The eviction moratorium drove out risk-adverse investors and turned rental property into a sub-prime lending fiasco.

21–08–31 07 Stop the Evictions. (photo: Felton Davis)

Popular progressives, like Rep. Alexandria Ocasio-Cortez, have been fond of pointing out during the COVID-19 crisis that someone being evicted from their home during a pandemic is a bigger tragedy than an investor losing money on an investment that didn’t pan out.

While that may indeed be true, it completely ignores the long-term impact of preventing rental property owners from being able to collect rent or evict non-paying tenants for well over a year.

Those property owners, many of whom were small, boutique investors with only two or three rental houses or condos, still had to pay taxes, insurance, maintenance and all other expenses normally associated with managing rentals- all this time.

If a property management company owning several large apartment buildings has a few tenants who don’t pay rent and can’t be evicted month after month, that lost income represents a drop in the bucket.

Granted, there have a been a lot of drops into those buckets, too. Smart, large-scale investors who lost money during the eviction moratorium are also going to be looking for the exits, if they haven’t left the market already.

But smaller, mom-and-pop landlords were crippled by this crisis right along with anyone else who lost income during this time. These types of investors are leaving the rental marketplace as fast as their legs can carry them and they aren’t likely to be back.

Smaller rental real estate owners often depend on their investments for monthly income, are sometimes retired people supplementing Social Security. They aren’t the kinds of investors who can afford to take a chance in a high-risk, low-return business like renting residential properties.

Ask yourself: If you had $250,000 to invest, would you buy a rental property right now?

Who is going to take the place of risk-adverse investors?

A risk-adverse investor has certain benefits; they aren’t expecting a huge return. For a safe investment, they are prepared to keep their profit margin low. This is excellent for renters, as they are getting pretty good value for their money; the majority of their payment goes towards the house they are renting, not paying to subsidize the investor for expected losses or larger profit margins.

Sub-prime lenders are less risk-adverse for one simple reason, and it isn’t because they don’t mind losing money; they are willing to charge more in order to offset losses or they have some other strategy for mitigating losses and still coming out ahead.

That other strategy might be things like a more vigorous screening process, stricter credit and background check requirements; plus higher deposits and more up-front investment required on the part of the renter, who will find themselves forking over 6 months required advance rent versus the old two or three months.

None of this is good news for renters.

Nor is the situation likely to improve. Though the moratorium was quietly ended on August 26, 2021, for many rental property owners, the damage has already been done. While the national moratorium was allowed to expire, there are still plenty of pockets of resistance to a return to pre-Covid normalcy regarding the legal obligation to pay rent.

While progressives intone that “housing is a human right,” no one has the right to someone else’s property or services to fulfill that perceived right. Housing is not a human right under the law. Perhaps it should be. But if so, it should not come at the expense of the wholesale government takeover of an entire industry and the seizing of private property. Sticking property owners with the bill for the pandemic response hardly seems fair because it isn’t.

More sensible governments have taken the helping tenants and landlords route and thereby have not undercut the rental marketplace for years to come by forcing low-risk investors out.

The eviction moratorium in the U.S. is expired- for now.
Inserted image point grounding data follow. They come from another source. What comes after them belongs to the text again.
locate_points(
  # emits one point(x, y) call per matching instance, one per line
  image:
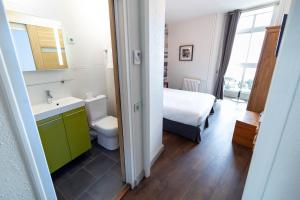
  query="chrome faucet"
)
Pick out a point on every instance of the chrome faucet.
point(49, 96)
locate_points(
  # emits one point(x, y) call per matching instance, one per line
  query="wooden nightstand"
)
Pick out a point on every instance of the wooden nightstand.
point(246, 127)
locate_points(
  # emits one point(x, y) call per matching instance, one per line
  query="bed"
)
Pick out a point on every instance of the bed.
point(186, 113)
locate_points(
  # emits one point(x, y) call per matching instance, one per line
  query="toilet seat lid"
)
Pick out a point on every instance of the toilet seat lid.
point(107, 123)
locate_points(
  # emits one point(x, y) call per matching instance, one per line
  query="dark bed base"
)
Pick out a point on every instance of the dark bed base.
point(187, 131)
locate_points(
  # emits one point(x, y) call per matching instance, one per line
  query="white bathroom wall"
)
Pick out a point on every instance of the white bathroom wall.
point(205, 34)
point(14, 179)
point(88, 24)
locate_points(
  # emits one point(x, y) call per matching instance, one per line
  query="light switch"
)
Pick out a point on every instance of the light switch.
point(71, 40)
point(136, 107)
point(137, 57)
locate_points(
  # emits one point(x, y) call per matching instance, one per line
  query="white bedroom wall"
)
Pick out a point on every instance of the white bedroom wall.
point(88, 24)
point(205, 34)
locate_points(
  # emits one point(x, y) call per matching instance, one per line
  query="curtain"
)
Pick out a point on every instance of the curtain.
point(229, 34)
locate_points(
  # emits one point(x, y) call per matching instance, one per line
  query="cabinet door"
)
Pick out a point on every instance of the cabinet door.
point(47, 47)
point(54, 140)
point(77, 130)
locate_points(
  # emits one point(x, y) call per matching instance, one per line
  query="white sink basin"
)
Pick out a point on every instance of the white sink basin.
point(43, 111)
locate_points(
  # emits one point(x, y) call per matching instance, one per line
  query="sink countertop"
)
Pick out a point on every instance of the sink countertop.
point(45, 110)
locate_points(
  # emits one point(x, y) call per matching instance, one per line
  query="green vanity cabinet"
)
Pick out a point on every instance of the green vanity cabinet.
point(55, 143)
point(64, 137)
point(77, 129)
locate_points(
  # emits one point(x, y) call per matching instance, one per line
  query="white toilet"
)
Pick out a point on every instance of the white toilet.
point(105, 126)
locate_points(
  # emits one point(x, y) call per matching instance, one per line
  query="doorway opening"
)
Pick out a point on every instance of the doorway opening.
point(69, 63)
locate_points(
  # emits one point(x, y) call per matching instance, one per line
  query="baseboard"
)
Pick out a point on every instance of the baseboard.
point(138, 179)
point(160, 150)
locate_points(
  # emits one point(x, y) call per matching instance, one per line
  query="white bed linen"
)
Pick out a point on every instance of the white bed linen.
point(191, 108)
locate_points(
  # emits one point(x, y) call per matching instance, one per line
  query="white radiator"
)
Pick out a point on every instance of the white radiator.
point(194, 85)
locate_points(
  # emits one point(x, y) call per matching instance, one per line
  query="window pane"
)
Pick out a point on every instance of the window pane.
point(259, 11)
point(232, 80)
point(263, 19)
point(245, 22)
point(255, 47)
point(248, 80)
point(240, 48)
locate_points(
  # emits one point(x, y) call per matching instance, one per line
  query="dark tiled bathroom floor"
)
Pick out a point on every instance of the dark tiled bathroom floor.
point(94, 175)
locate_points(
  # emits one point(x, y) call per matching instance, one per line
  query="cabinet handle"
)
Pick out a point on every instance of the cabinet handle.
point(48, 122)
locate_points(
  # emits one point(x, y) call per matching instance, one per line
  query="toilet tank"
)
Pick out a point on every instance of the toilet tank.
point(96, 107)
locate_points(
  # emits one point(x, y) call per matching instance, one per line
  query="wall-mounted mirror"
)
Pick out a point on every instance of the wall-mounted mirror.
point(39, 42)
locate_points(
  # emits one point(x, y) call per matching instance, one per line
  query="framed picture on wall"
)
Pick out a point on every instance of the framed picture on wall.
point(186, 52)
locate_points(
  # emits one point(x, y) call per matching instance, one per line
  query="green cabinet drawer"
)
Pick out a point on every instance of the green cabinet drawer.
point(77, 131)
point(54, 140)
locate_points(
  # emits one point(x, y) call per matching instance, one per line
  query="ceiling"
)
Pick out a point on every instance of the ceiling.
point(177, 10)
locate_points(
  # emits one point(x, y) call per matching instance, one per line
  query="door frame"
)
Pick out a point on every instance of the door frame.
point(13, 88)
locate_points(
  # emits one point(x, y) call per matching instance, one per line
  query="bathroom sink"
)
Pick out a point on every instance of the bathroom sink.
point(45, 110)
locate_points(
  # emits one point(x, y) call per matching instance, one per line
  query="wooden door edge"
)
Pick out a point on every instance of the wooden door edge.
point(117, 84)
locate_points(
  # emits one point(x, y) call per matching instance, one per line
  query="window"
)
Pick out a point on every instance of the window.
point(246, 51)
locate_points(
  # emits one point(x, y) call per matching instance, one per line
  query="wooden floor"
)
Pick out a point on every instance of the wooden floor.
point(214, 169)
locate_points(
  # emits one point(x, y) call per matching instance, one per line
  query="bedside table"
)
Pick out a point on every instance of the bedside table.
point(246, 128)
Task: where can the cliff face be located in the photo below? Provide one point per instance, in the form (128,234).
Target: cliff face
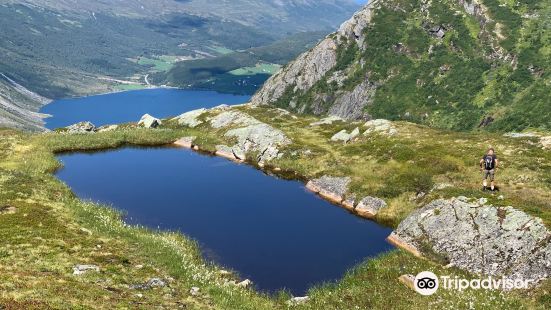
(457,64)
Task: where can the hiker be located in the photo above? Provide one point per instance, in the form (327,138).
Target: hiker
(488,165)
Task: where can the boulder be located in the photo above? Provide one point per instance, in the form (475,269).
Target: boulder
(298,300)
(327,121)
(229,118)
(369,207)
(108,128)
(520,135)
(381,126)
(344,136)
(190,118)
(82,127)
(194,291)
(245,283)
(7,210)
(479,238)
(252,136)
(82,269)
(546,142)
(151,283)
(149,121)
(186,142)
(331,188)
(227,152)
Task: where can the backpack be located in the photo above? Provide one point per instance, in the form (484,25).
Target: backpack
(489,162)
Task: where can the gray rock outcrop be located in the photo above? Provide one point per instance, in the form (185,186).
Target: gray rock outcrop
(327,121)
(350,104)
(344,136)
(149,121)
(151,283)
(369,206)
(82,269)
(479,238)
(381,126)
(82,127)
(331,188)
(190,119)
(310,67)
(251,135)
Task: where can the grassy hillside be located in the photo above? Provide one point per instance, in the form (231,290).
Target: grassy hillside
(46,230)
(491,60)
(238,72)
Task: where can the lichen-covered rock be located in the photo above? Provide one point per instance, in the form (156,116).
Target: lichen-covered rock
(252,136)
(331,188)
(369,206)
(190,118)
(228,152)
(108,128)
(82,269)
(149,121)
(298,300)
(344,136)
(151,283)
(381,126)
(326,121)
(498,241)
(229,118)
(312,66)
(186,142)
(350,104)
(546,142)
(82,127)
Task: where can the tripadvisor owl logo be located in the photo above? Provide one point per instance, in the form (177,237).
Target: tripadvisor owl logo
(426,283)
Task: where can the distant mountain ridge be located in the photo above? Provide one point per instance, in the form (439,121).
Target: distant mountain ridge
(62,48)
(456,64)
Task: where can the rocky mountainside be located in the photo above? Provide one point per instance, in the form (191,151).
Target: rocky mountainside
(456,64)
(275,17)
(74,48)
(19,106)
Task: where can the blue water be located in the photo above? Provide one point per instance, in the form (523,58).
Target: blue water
(269,230)
(129,106)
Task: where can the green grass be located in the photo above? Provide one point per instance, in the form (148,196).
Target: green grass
(158,63)
(221,50)
(125,87)
(52,230)
(259,68)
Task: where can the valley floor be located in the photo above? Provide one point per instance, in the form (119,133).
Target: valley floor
(46,231)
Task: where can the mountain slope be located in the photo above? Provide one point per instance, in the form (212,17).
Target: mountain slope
(275,17)
(68,48)
(238,72)
(456,64)
(19,106)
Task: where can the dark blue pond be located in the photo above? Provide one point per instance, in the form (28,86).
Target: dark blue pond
(271,231)
(129,106)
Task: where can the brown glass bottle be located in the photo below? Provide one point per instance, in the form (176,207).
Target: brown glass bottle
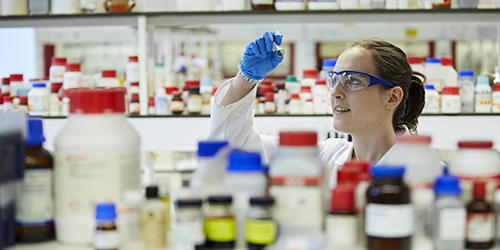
(34,206)
(480,220)
(389,214)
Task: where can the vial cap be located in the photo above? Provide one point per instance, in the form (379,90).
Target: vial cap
(96,101)
(298,138)
(73,67)
(105,211)
(432,60)
(16,78)
(310,73)
(133,59)
(475,144)
(451,90)
(414,139)
(220,200)
(241,162)
(262,201)
(447,61)
(415,59)
(447,185)
(291,79)
(483,80)
(387,171)
(467,72)
(189,203)
(59,60)
(108,73)
(34,133)
(329,62)
(210,148)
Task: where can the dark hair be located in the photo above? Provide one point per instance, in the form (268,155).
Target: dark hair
(391,64)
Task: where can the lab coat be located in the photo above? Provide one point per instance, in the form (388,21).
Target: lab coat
(234,123)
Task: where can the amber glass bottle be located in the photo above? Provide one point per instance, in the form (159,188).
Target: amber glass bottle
(34,206)
(389,222)
(480,220)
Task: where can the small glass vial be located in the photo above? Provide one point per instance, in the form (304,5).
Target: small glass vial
(480,220)
(390,215)
(188,231)
(106,235)
(220,225)
(260,228)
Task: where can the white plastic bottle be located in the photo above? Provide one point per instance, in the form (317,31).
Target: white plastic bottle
(466,85)
(434,73)
(38,100)
(295,178)
(96,134)
(482,95)
(449,73)
(432,100)
(244,179)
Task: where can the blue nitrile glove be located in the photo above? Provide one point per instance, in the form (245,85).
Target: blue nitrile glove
(259,58)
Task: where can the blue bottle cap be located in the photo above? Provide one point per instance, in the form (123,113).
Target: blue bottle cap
(105,211)
(240,161)
(466,72)
(432,60)
(329,62)
(387,171)
(34,133)
(447,185)
(209,148)
(483,80)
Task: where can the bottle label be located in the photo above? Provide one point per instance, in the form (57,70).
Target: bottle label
(152,229)
(389,221)
(480,227)
(452,224)
(34,198)
(260,232)
(220,229)
(106,239)
(341,230)
(298,201)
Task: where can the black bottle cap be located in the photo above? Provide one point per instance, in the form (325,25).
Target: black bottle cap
(220,200)
(152,192)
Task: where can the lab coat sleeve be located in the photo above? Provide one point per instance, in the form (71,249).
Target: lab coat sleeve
(234,123)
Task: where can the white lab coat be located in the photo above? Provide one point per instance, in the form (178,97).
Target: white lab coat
(234,123)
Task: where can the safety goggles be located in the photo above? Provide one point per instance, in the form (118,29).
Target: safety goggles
(354,80)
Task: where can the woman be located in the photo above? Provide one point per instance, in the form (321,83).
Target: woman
(374,95)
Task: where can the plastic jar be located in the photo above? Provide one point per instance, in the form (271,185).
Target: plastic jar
(96,134)
(309,77)
(451,103)
(486,166)
(482,95)
(389,213)
(323,5)
(432,100)
(72,78)
(14,7)
(38,100)
(108,79)
(495,99)
(295,178)
(287,5)
(65,7)
(466,85)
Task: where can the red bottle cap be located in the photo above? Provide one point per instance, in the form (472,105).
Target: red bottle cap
(108,73)
(298,138)
(96,101)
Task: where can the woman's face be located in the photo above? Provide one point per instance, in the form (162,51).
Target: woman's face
(359,111)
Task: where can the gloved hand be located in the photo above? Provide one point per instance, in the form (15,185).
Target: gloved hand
(259,58)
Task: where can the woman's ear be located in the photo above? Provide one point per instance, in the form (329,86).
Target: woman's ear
(395,97)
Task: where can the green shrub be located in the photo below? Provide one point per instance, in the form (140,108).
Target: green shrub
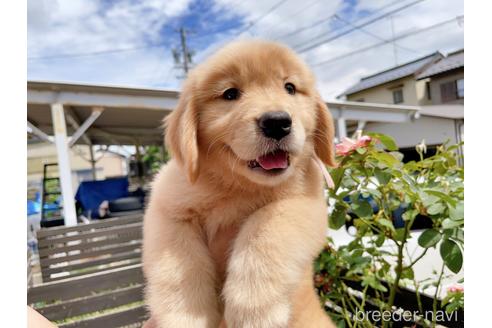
(372,184)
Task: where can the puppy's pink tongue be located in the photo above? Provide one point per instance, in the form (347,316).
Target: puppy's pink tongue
(276,160)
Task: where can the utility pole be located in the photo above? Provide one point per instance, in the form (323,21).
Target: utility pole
(184,49)
(184,56)
(395,53)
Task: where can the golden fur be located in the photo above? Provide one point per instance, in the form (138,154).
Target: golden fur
(225,245)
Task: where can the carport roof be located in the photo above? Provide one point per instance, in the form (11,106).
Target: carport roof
(130,115)
(134,115)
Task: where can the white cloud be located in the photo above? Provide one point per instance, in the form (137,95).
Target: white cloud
(74,26)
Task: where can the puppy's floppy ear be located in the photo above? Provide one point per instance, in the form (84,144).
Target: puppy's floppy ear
(181,133)
(324,134)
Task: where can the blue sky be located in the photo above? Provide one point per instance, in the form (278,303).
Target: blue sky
(129,42)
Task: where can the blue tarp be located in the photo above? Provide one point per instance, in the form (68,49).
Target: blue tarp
(92,193)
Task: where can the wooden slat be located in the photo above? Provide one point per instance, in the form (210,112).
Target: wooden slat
(91,234)
(88,264)
(93,304)
(47,232)
(109,250)
(83,245)
(119,319)
(83,286)
(47,278)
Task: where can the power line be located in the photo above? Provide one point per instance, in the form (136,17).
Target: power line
(317,44)
(321,21)
(372,34)
(268,12)
(325,20)
(345,55)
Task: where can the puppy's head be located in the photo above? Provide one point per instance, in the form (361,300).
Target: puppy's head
(251,109)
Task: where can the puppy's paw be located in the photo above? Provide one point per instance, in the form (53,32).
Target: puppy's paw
(275,316)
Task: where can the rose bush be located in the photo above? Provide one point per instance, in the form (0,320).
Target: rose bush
(383,197)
Anyone who owns a rental property and is trying to collect rent does so with the knowledge that a new variant, a new city or state government, even a new U.S. President could mean a complete upending of their business model at any moment.

While progressives on Capitol Hill celebrated their short-sighted victory of extending an already lengthy Covid grace period on evictions, risk-adverse investors were already poised to leave anyone on the market for rental housing at the tender mercies of the payday lenders of the real estate world.

They will charge people more for less; the contracts will be worse, with more money required up-front, more restrictions and fewer amenities provided by the property management companies.

What can be done? The government can’t force small-scale landlords to provide a service, which is why rent-control won’t work either. If investors can’t get a return on their investment, they just won’t make one. Why would they?

The government can’t force sub-prime lending and property management companies to operate at a loss, either. Sub-prime lenders will make the same argument all sub-prime lenders always make: “I have to charge this much to make up for those who default.”

Who can argue with that?

The only other option will be “housing as a human right”: Government housing. Government housing options aren’t exactly known for amenities.

Rental property owners looking to sell are at least encountering a sellers market for their troubles. Property values have gone up, as has the average price for homes and condos in many areas.

Renters, on the other hand, aren’t facing such rosy prospects and progressives might come to regret the day they forced property owners to bear the brunt of a sub-prime government policy.